Databricks

zyang · ‎07-21-2022

I am using the schema evolution in the delta table and the code is written in databricks notebook.

 df.write
        .format("delta")
        .mode("append")
        .option("mergeSchema", "true")
        .partitionBy("date")
        .save(path)

But I still got the error below. Is it correct to define the schema and enable the mergeSchema at the same time?

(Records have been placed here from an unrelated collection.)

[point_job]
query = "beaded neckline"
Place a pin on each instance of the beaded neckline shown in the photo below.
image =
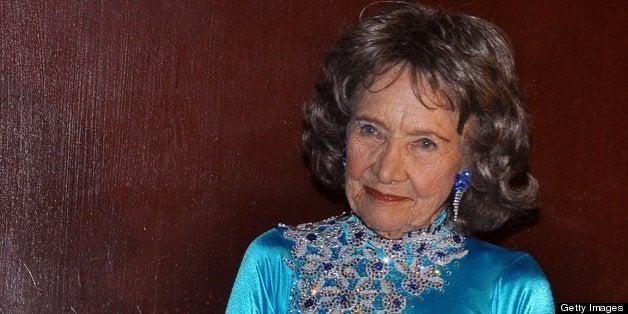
(340, 264)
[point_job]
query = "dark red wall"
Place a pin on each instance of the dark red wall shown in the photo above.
(144, 144)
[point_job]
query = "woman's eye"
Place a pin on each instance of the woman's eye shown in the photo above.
(368, 130)
(426, 143)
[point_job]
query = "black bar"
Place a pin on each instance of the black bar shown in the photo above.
(576, 307)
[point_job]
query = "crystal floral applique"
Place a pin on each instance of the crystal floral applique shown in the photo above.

AnalysisException: The specified schema does not match the existing schema at path.
== Specified ==
 
    root
    -- A: string (nullable = false)
    -- B: string (nullable = true)
    -- C: long (nullable = true)
    
== Existing ==
    root
    -- A: string (nullable = true)
    -- B: string (nullable = true)
    -- C: long (nullable = true)
 
== Differences==
- Field A is non-nullable in specified schema but nullable in existing schema.
 
If your intention is to keep the existing schema, you can omit the
schema from the create table command. Otherwise please ensure that
the schema matches.

Noopur_Nigam · ‎08-30-2022

Hi @z yang Please provide the df creation code as well to understand the complete exception and scenario.

Databricks

pyspark delta table schema evolution

Unity Catalog Lakeguard: Industry-first and only data governance for multi-user Apache™ Spark cluste

Announcing the General Availability of Databricks Asset Bundles

Register now and save 50% on training at Data + AI Summit!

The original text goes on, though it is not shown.